Como
a muchos, me resulta difícil asimilar que, después de un año de inmenso
esfuerzo y sacrificio en los centros educativos, afrontemos una quinta ola de
COVID 19 a causa de unos bachilleres en viajes de fin de curso cuyas
imprudencias estaban programadas de antemano y fueron conocidas, aceptadas y
pagadas por sus familias. Es como si a jóvenes que van a entrar en la mayoría
de edad legal no se les pudieran pedir renuncias porque les provocaríamos una
rabieta. Pero no estamos solos en esto; se trata de una tendencia que comparten
todas las sociedades avanzadas.
Un
informe publicado recientemente por la revista médica británica The Lancet
titulado The age of adolescence ha situado la nueva edad de
término de la adolescencia en… ¡los 24 años! Confirma además que las primeras
experiencias adolescentes llegan a través de Internet a la vida de los niños y
niñas aproximadamente a los diez años, por lo cual la etapa de la adolescencia
aumenta su duración hasta una longitud insólita hasta ahora en la historia de
la humanidad, en la cual siempre fue una transición, a veces breve, a la vida
adulta. El estudio afirma literalmente: “La pubertad más temprana ha acelerado
el inicio de la adolescencia en casi todas las poblaciones, mientras que
también el retraso en su finalización ha elevado la edad de término a más allá
de los 20 años. Paralelamente, el retraso en el momento de las transiciones de
roles, incluso la finalización de la educación, el matrimonio y la paternidad,
continúa desplazando las percepciones populares de cuándo comienza la edad
adulta”.
Así
que los jóvenes de dieciocho años de hoy pueden adoptar actitudes y hábitos que
tal vez corresponden a los doce nuestros y de nuestros padres. Ya estamos
observando cómo, imperceptiblemente, muchos retrasan la consecución del carnet
de conducir, porque ya no les apetece lograr ese antiguo rito de paso. Por
supuesto, el gran rito de paso a la vida adulta, que es el empleo y por tanto
la independencia económica, se ha retrasado casi una década, y esto ya es parte
de la construcción social y no de la voluntad particular de nuestros hijos.

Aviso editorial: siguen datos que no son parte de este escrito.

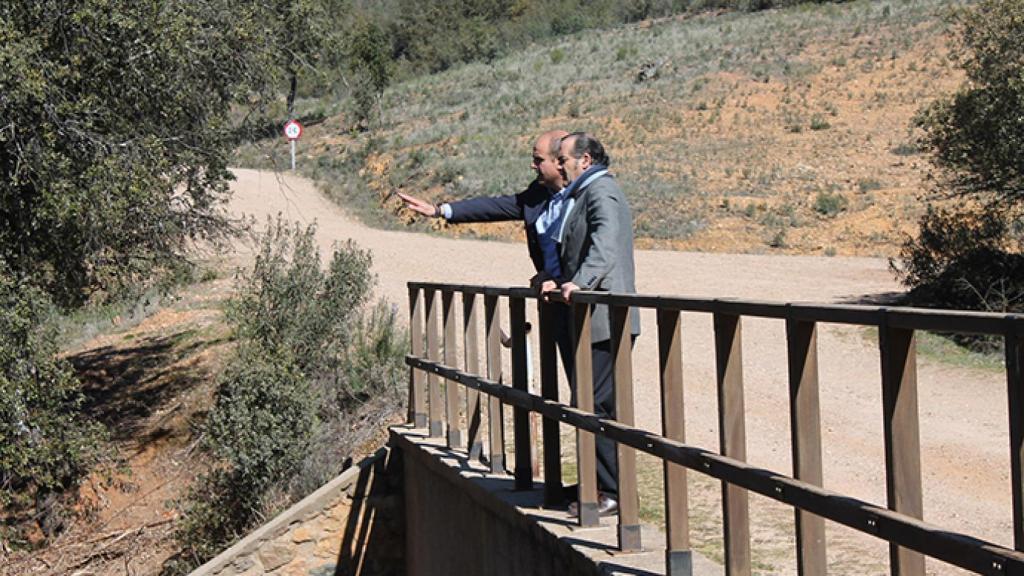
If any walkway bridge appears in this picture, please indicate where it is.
[193,283,1024,576]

Pero si es verdad que la escasa y precaria oferta de empleo no les ayuda,
también lo es que nosotros mismos catalogamos como “todavía joven para tener
hijos” a una pareja de treintañeros en la que ambos trabajan.
El
retraso del final de la adolescencia marca ahora una nueva etapa de la vida,
entre los 18 y los 29 años, que se denomina “la adultez emergente”. Viene
marcada por la dilatación temporal de la dependencia familiar pero, a pesar de
ella, me parece muy importante- e incluso vital para el futuro como sociedad-
que sepamos exigir a la gente joven el cumplimiento de sus responsabilidades.
Siempre
con el apoyo de su familia, deben comprender que sus acciones tienen
consecuencias y que ellos- protagonistas de su vida- son quienes han
de empeñarse en resolver sus problemas. El sentido común debería prohibirnos a
los padres, por ejemplo, ir a pedir una revisión de examen a un profesor de
bachillerato, hacer cola para la matrícula universitaria mientras los
interesados duermen- estampa común en estos días de julio- o acompañarlos hasta
la misma puerta en una entrevista de trabajo. Es cosa suya. Tienen derecho a
asumirla.
La
adultez emergente puede terminar convirtiéndose en un cascarón irrompible. Me
preocupa.
[1] Sawyer
et alia, The age of adolescence. The Lancet, 2018.